Lusting for Lupercalia

The Erotically Pagan Origins of Valentine’s Day

Nowadays Valentine’s Day is associated Hearts and Flowers. Friends, whether romantic or platonic, exchange cards, candy and ask “Will you be My Valentine?”. Maybe a romantic dinner between couples. Common knowledge is that it was an invention of American greeting card companies to create a holiday in order to fill the gap between Christmas and Easter. Its name is derived from an unfortunate Christian Martyr, Valentine, also known as the Patron Saint of Lovers. (more about this guy later). But did you know that Valentine’s Day actually has much deeper, darker origins? Origins which are highly charged with eroticism, Sex Magic and blood rituals?
Lupercalia was an ancient Roman fertility festival that was celebrated around the 15th of February (or the Kalends of February according to the Roman Calendar). It’s a festival that involved animal sacrifice, blood rituals, nudity, public flogging, anonymous sex with strangers, lots of wine and other inebriates. Did I leave anything out? No? Good. What was the purpose of this public display of debauchery? Well, to ward off evil spirts and to increase the fertility of the women of course!

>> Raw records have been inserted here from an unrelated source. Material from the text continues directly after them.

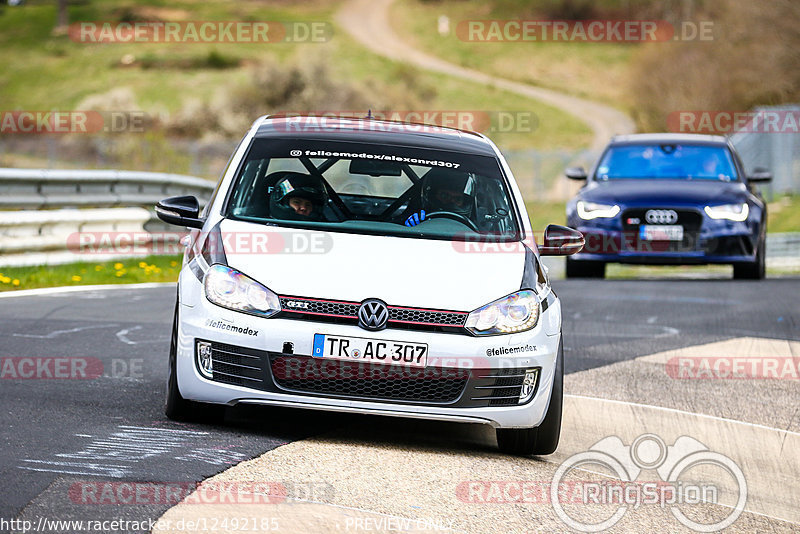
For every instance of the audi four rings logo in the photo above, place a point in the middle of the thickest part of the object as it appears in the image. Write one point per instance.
(373, 314)
(661, 216)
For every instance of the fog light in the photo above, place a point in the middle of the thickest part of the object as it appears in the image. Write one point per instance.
(528, 385)
(204, 361)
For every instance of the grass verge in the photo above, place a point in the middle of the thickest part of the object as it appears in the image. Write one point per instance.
(129, 271)
(591, 70)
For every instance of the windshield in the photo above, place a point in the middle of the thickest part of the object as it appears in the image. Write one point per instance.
(670, 161)
(373, 189)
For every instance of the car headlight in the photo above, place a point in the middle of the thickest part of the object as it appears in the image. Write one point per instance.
(592, 210)
(515, 313)
(231, 289)
(732, 212)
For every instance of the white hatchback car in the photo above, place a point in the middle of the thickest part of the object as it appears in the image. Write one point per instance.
(370, 267)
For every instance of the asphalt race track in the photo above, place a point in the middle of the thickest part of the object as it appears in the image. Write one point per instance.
(60, 434)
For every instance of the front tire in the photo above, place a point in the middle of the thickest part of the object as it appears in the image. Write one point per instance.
(585, 269)
(756, 270)
(176, 407)
(544, 438)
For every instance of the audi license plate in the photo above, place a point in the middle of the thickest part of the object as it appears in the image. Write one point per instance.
(661, 232)
(378, 351)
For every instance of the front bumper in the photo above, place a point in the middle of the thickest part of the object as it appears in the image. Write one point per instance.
(706, 241)
(471, 383)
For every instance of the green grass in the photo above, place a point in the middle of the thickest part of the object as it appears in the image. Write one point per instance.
(784, 214)
(129, 271)
(592, 70)
(42, 71)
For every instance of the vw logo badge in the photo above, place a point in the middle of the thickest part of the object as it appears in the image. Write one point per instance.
(661, 216)
(373, 314)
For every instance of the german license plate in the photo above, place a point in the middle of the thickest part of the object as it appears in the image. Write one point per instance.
(378, 351)
(661, 232)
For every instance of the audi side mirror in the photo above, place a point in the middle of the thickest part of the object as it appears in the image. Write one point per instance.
(760, 174)
(576, 173)
(561, 241)
(183, 211)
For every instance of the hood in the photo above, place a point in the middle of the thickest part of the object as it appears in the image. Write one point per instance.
(664, 192)
(423, 273)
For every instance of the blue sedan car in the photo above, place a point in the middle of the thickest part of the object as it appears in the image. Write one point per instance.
(668, 199)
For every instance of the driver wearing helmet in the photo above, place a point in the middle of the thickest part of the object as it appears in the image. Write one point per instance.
(298, 197)
(445, 191)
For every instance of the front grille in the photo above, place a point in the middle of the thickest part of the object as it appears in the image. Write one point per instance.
(503, 387)
(347, 312)
(238, 366)
(690, 220)
(366, 381)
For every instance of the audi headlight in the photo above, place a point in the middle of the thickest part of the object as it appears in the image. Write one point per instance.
(515, 313)
(592, 210)
(732, 212)
(231, 289)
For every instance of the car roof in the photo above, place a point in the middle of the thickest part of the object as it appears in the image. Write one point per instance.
(669, 138)
(374, 131)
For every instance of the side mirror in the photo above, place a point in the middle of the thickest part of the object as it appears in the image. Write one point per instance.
(576, 173)
(561, 241)
(760, 174)
(183, 211)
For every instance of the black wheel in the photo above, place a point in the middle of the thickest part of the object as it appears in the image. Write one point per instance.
(755, 270)
(585, 269)
(542, 439)
(176, 407)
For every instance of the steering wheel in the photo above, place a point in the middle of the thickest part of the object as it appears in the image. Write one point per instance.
(452, 215)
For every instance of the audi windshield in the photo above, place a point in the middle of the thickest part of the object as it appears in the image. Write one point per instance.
(669, 161)
(373, 189)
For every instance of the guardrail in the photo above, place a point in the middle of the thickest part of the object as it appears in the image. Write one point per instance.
(35, 226)
(46, 188)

The festival was also to celebrate the founding of Rome and to honor its founders Romulus and Remus and the She-Wolf who suckled them in her cave. And of course it’s important that a festival honoring the founding of this auspicious empire be celebrated by warding off evil spirits and ensuring the procreation of its citizens.
The event began in the Cave of the Lupercal, the mythical cave at the foot of the Palatine Hill on the Banks of the Tiber, where the mama wolf suckled her foundling twins. There, a group of young men, Rome’s best and brightest sacrificed one or more male goats, smearing their blood all over their naked bodies. The blood would then be wiped off with milk symbolizing not only male sexuality but the nurturing female energies as well. I find this to be an interesting correspondence between the red/white, Shiva/Shakti energies of Tantra.
The Lupercal, as these young men where called, came from Rome’s finest families and some notable Lupercal where Marc Antony and Octavian Ceaser. If anyone reading this saw the HBO Series “Rome”, this festival was rather graphically depicted in the first season. All this blood ritual was followed by a feast involving lots of eating and drinking but it’s what comes next that is really interesting.

The drunken revelers then skinned the sacrificed goats and cut the leather into long bloody strips that where fashioned into whips. Yep, then they proceeded to march through the streets of the Eternal City flogging female revelers who would purposely get in their way so that they could receive a taste of the whip. And did I mention that all parties where naked? I believe this would probably get a lot of likes on PornHub! The belief here was that if their naked bodies where flogged by the whips of the Lupercal, it would increase fertility while at the same time ward off evil spirits. Makes total sense to me.
But wait, there’s more!
The festival doesn’t end there, because after that the names of the celebrants would be pulled from a jar and paired with someone of the opposite sex. They would then have to engage in public sex in the Forum for the rest of the festival. Reminds me a bit of the “Swingers Key Parties” of the 70’s.
So how does this all tie in with the martyred St Valentine? Well, it appears that during the reign of the Emperor Claudius, christian marriage ceremonies were illegal and there was one individual named Valentine who defied the emperor’s order by secretly marrying christian lovers. The Emperor caught wind of this and before you could say “Isis Caliphate” had the poor guy beheaded. So once christianity spread through the Roman Empire, the festival of Lupercalia was appropriated by the new religion and it became “St. Valentine’s Day”. Now, I must say that by the time this conversion took place, the original festival of Lupercalia was only a shadow of its former self; gone was the nudity and public flogging and instead the acts were performed “symbolically”. Ie fully clothed, just a tapping with a hand and you could forget about pulling the names out of a jar. However you can still see some vestiges of these practices in modern day Mardi Gras events and in Holy Week in Spain.